Fig 1. Nodes are sized in this figure based on PageRank ranking. Node are colored based on the community detected model. Node the two prominent PageRank nodes in the “orange” and “blue” communities. (These PageRank results were produced by Scott Woods from our Engineering team, during our last Hackathon.)
Fig 2. The primary communities inferred by the matrix factorization model are color coded. These figures were produced with the Python networkx and matplotlib libraries..

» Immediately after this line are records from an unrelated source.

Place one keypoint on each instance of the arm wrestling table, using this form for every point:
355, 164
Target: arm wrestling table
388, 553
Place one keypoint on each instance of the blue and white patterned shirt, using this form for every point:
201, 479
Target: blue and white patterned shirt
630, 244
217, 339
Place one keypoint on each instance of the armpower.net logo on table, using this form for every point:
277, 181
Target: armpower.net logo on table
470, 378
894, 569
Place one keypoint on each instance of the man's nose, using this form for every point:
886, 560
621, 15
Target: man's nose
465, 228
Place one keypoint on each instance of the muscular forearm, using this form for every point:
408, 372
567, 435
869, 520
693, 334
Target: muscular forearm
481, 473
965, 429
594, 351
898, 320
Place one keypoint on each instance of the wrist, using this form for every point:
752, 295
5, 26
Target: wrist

As mentioned at the outset, focus is often placed on training machine learning algorithms for detection and classification, but the first step is to orient algorithms by preparing data for training. Skipping this step risks under-conditioning, which results in poor metrics (high false-positives, etc.). Auto-detecting baseline network activity can provide one way to label and condition collected data so that it is not just dumped into a single giant “bin”, but rather subdivided into bins that are useful in a conditional probability model and meaningful to analysts. It’s this last aspect that is perhaps most valuable, for providing real context to alerts and investigations.
Many promising data mining and machine learning models fail to be useful in practice in part because of a failure to solve real-world problems in a reliable way. Consider the problem of the SOC analyst that must investigate every alert in the context of substantial local configuration and domain knowledge. Training and tuning detection and alert analytics and providing context to analysts using a data-driven model of network topology and nominal activity, is but one piece of the puzzle.
Since JASK can run computations on live and historical data in the cloud, it’s straightforward to prototype algorithm and analytic ideas, whether as a customer or a company analyst. In this case, I was motivated by our recent hackathon to see if community detection methods could learn nominal activity patterns on a customer network. PageRank was able to identify a small number of key nodes. A more sophisticated Poisson matrix factorization model not only identified these same nodes but also several other similar nodes and the related activity networks. Extensions to the factorization model, like including protocol information (link heterogeneity) and allowing for directed communications (an asymmetric association matrix) are likely to further improve the quality and reliability of the inferred network communities.